There were versions of the PDP-11 that used microcode. The PDP-11/60 even had a writable control store. One of my PDP-11 programming books has an example of how to write your own PDP-11/60 microcode for accelerated FFTs. I’ve always been disappointed that so few computers supported user written microcode. It looked like a lot of fun.
mks57: Well, color me mistaken. I thought the VAX was the first DEC mini to use microcode.
Here’s a random little factoid that I like.
According to Bjarne Stroustrup, the first ever C++ compiler was written in…
…C++!
He cheated, of course. He wrote a little preprocessor to convert C++ into C and used this on his compiler’s code.
Brian Kernighan and P.J. Plauger did something similar with Ratfor (Rational FORTRAN), which was a preprocessor for FORTRAN, written in Ratfor.
When I referred to non-silicon CPUs, I was thinking more esoteric things like mechanical, analog, and fluidic CPUs. I’ll admit that none of these are particularly, uh, mainstream.
Voyager’s other comments are correct, of course; although I’d claim that in the historical computers that the OP is talking about optimization is minimal or nonexistent. I left out a bunch of steps in that discussion, mostly to simplify the answer (lexical analysis? parse tree generation? symbol-table construction?). Reading some of the later replies, I agree that I oversimplified. Sorry about that, take it out of my consultation fee.
I suspect that OP is probably sorry she (?) asked by now, and will smite us with noodly appendages at any moment.
Most of these replies, while informative, have little to do with the OP. There were no cross-compilers or more primitive languages. Around 1955, Penn acquired a Univac 1 and I knew a lot of the people who programmed for it. In retrospect, it was an odd machine. But it was, after all, one of the very first commercial machine. For instance it operated entirely in binary coded decimal. It had a built-in interpreter that converted mnemonic instructions into machine code; the programmers had no access to machine code. Its word size was 72 bits, organized as 12 6-bit bytes. It had 1000 memory slots, each storing one of these 72 bit words. The memory consisted of 100 mercury delay lines, each of which stored 10 words as acoustic signals. Transducers at each end converted the electrical signals to sound and v.v.

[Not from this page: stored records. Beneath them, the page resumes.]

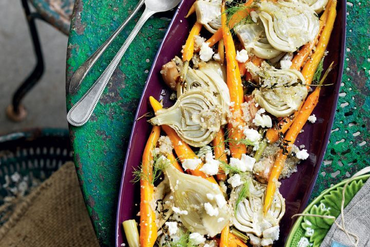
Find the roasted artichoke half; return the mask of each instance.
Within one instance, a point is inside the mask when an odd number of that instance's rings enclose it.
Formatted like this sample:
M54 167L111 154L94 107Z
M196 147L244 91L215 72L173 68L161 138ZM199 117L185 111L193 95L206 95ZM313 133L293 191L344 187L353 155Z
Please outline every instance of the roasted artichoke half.
M261 85L252 93L254 100L267 112L280 117L298 110L308 93L301 72L278 69L266 62L261 67L250 62L246 66Z
M225 115L213 94L196 87L182 94L172 107L156 112L149 121L171 126L185 142L199 147L213 139Z
M306 4L264 1L258 9L266 38L278 50L295 51L319 32L319 17Z
M236 205L237 198L247 186L246 197ZM235 227L246 233L254 246L272 244L279 238L279 222L285 213L285 202L279 190L275 193L271 209L264 216L263 203L266 185L249 179L230 195L235 214L231 221Z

Enough of this. Instructions were like this:
A 452 P 347
(two instructions to a word), which meant add what is at memory 452 to the accumulator (the data register) and put the result in 347.
This lies somewhere between machine language and assembly language. Addresses are absolute, but it is not a string of binary numbers either. The interpretation was done in hardware and I guess from that point of view, the engineers who designed it wrote this interpreter. later on, a true assembler (and linker) came along that allowed you to use relative addresses (still not named) and compile in subroutines from a library.
The programs were fed in on punched tape and the memory was supplemented by mag tape. The tape servos were a real piece of work.
Incidentally, MTBF was about 5 minutes and the machine dumped its entire memory to tape every minute or so so it could take up where it left off when it crashed. These crashes were caused by vacuum tube failures. The arithmetic registers were in triplicate and the results were considered correct if any two agreed and when all three differred, it crashed.